Le droit aux services en français devant les tribunaux en Ontario est quant à lui défini dans plusieurs lois incluant la Loi sur les services en français, la Loi sur les tribunaux judiciaires, le Code criminel ou encore la Charte canadienne des droits et libertés.
Mais la loi ne liste pas de façon exhaustive les critères qui devraient être considérés pour alimenter la décision du gouvernement lors des nominations. Le législateur aurait le pouvoir de modifier cet aspect.
L’alinéa 16(3) de la charte confère une valeur institutionnel aux engagement des règles de procédures en vigueur des tribunaux.

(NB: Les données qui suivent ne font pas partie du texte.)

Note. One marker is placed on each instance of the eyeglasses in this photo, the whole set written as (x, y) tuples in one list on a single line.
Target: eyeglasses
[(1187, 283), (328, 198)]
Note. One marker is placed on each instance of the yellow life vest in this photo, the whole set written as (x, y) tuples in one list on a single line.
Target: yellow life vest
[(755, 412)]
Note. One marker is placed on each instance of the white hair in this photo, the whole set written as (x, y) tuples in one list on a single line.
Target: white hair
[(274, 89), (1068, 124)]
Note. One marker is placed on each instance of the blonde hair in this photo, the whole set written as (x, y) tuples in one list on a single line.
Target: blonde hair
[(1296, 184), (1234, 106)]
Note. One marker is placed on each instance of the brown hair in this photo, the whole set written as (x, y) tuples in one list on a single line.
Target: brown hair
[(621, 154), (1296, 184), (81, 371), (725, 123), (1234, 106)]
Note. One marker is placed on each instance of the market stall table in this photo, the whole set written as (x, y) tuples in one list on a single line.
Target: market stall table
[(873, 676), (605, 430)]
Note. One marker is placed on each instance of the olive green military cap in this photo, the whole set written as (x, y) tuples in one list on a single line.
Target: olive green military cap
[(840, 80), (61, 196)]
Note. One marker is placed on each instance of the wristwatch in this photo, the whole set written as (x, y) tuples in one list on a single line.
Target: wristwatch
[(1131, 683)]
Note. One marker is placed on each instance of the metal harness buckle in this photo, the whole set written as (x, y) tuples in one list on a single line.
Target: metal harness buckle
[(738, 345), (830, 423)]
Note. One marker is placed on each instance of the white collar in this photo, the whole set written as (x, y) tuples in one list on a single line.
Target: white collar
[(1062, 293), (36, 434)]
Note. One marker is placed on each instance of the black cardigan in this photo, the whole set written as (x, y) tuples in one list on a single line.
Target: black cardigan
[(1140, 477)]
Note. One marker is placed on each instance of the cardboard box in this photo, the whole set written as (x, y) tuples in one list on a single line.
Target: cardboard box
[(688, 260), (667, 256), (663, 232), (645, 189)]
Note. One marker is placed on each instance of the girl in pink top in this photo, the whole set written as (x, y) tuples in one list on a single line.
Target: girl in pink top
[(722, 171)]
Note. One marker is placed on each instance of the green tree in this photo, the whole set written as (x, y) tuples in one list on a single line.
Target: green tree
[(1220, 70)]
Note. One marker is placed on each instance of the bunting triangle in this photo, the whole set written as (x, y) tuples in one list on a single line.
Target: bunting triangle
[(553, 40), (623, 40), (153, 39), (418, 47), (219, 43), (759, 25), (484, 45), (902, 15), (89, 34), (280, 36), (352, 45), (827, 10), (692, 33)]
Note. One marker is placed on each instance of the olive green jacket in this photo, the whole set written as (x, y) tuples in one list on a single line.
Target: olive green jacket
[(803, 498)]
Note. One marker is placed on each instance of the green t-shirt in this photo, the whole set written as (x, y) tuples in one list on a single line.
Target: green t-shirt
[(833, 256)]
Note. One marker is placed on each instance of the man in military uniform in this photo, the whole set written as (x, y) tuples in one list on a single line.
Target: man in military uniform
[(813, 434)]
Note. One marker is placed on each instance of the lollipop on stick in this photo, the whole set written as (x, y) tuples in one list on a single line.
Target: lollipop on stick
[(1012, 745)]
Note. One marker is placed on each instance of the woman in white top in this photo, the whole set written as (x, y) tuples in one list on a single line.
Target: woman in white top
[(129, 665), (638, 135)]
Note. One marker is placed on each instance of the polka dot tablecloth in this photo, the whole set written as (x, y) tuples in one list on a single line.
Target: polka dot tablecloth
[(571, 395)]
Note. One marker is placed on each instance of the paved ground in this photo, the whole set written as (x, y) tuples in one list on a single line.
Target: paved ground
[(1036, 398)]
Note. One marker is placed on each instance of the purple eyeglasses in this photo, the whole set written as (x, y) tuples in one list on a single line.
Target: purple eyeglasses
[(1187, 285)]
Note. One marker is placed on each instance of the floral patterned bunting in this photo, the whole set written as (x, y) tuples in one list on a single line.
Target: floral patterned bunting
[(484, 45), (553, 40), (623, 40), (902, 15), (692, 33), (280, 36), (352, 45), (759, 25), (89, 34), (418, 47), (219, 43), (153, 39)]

Dans un précédent, l’Hôpital Montfort avait perdu sa cause devant la Cour supérieure qui avait donné raison au gouvernement : il peut abroger unilatéralement une politique, sauf que la différence ici est qu’il s’agit d’un contrat avec une institution indépendante du gouvernement.
Sept arbitres bilingues capables d’offrir des services en français au TDPO
Selon les statistiques de Tribunaux décisionnels Ontario, 30 arbitres bilingues officient dans ses différentes instances, dont sept ont la capacité d’offrir des services en français au Tribunal des droits de la personne de l’Ontario (TDPO). TDO n’a pas été en mesure de préciser les délais actuels d’attente, il assure « s’efforcer de fixer la première date d’audience dans les 180 jours qui suivent la date où la requête est prête à faire l’objet d’une audience ».
Il faut toutefois nuancer ce chiffre puisque certains arbitres sont conjointement nommés à d’autres tribunaux pour répondre aux normes en matière de services en français, ce qui complexifie le temps réel passé dans chaque tribunal pour chacun d’eux.
Les requêtes en français représentent un peu plus de 1 % du total des requêtes déposées au cours des deux dernières années, selon les données obtenues auprès de TDO.
« On a le droit d’être jugé et entendu de façon équitable » – Abdelmajid Rahmouni
« Je ne le fais pas seulement pour moi », confie M. Rahmouni, « mais pour tous les francophones de l’Ontario qui pourraient se retrouver dans cette situation. La différence de traitement et de temps d’attente entre les affaires anglophones et francophones n’est pas normal. On a le droit d’être jugé et entendu de façon équitable. J’ai confiance en cette cause juste et on a toutes les chances d’aller en profondeur ».